Je propose une réponse simple : la vie, c’est l’intelligence en action.
Je sais que vous allez me pousser plus loin en me demandant : qu’est-ce que l’intelligence en action ?
Et bien je répondrais que c’est tout à la fois, pour un être humain comme pour une société, produire de la richesse (c’est le rôle de l’économie) produire du sens (c’est la responsabilité de l’économie identitaire) et produire de la justice sociale (c’est la fonction de l’économie solidaire).
Riche parmi les pauvres, pauvre parmi les riches, la Corse doit inventer une nouvelle transhumance, un nouveau transfert de richesses, du Nord vers le Sud en Méditerranée, du littoral vers l’intérieur en elle-même.
Oui mais, dans tout cela, où est l’écologie ?
Je donnerais à titre d’exemple une information qui me paraît conjuguer l’économie écologique, identitaire et solidaire.
« Mon pauvre ami, je crois que tu es atteint de cette maladie que Lawrence Durrell appelle l’islomanie. » Ce fut le diagnostic de Predrag Matvejevitch, en 1995, à l’occasion de notre rencontre en préalable au Jardin de la Connaissance de Cargese, consacré à la Méditerranée.
Je l’avoue, sur le moment, je conçus plus de fierté que d’inquiétude à être ainsi épinglé par l’auteur du Bréviaire Méditerranéen dont la lecture m’avait procuré de véritables bonheurs.
Puis le temps passa et je n’y pensai plus. Mais à la lecture d'une nouvelle livraison de la revue scientifique, Sciences & Avenir, je m’aperçus que non seulement j’étais toujours islomane, mais que j’en portais l’une des formes les plus aiguës, l’islandomanie.
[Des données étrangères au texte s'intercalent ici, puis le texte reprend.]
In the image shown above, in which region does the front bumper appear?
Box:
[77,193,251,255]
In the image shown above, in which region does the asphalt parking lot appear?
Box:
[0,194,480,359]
Ceci parce que, à en croire sa rédactrice -Rachel Léaux - un certain Hermann Kuipers, de la Shell, aurait déclaré : « le carburant de l’avenir est sans conteste l’hydrogène ».
Quel rapport, me direz-vous ? Mais c’est très clair : on sait aujourd’hui produire une énergie inépuisable et non polluante par simple électrolyse de l’eau.
D’accord, mais que fait l’Islande dans cette affaire ?
Si vous étiez islomane, vous prêteriez plus d’attention à cette petite île de 100 000 km², située à 287 km du Groenland, peuplée de 270 000 habitants qui se chauffent depuis longtemps grâce aux eaux volcaniques dont la nature a gorgé leur sous-sol.
Pas comme nous, qui avons comblé ces mêmes sources pour y couler le béton d’une centrale électrique qui nous pollue délicieusement au fuel, mais ceci est une diversion et revenons à l’Islande.
L’Islande, donc, a décidé qu’à partir de 2010 tous les véhicules circulant sur son sol et toute sa flotte de bateaux seraient alimentés à l’hydrogène produit par l’électrolyse de « son » eau.
Et, encore plus fort, que d’ici 2030, toute son industrie aussi. Vous comprenez pourquoi, malgré – ou à cause – de mon amour pour la Corse, mon islomanie est de tendance islandomaniaque.
Et pourquoi, au lieu de proclamer que la Corse est française ou de réclamer qu’elle devienne indépendante, je rêve d’être islandais. À moins que l’on puisse importer de là-bas une autre énergie, elle aussi non polluante et inépuisable : l’intelligence.
Mais, bien sûr, si on la trouvait sur place, cela ferait une belle économie.
Parce que de l’eau, nous en avons.
Ce texte est tiré d'une intervention prononcée à Corte le 20 novembre 2001.
Nous avons décidé de le publier pour prolonger la réflexion entamée dans une précédente livraison autour de l'hydrogène.
Nous avons décidé de le publier pour prolonger la réflexion entamée dans une précédente livraison autour de l'hydrogène.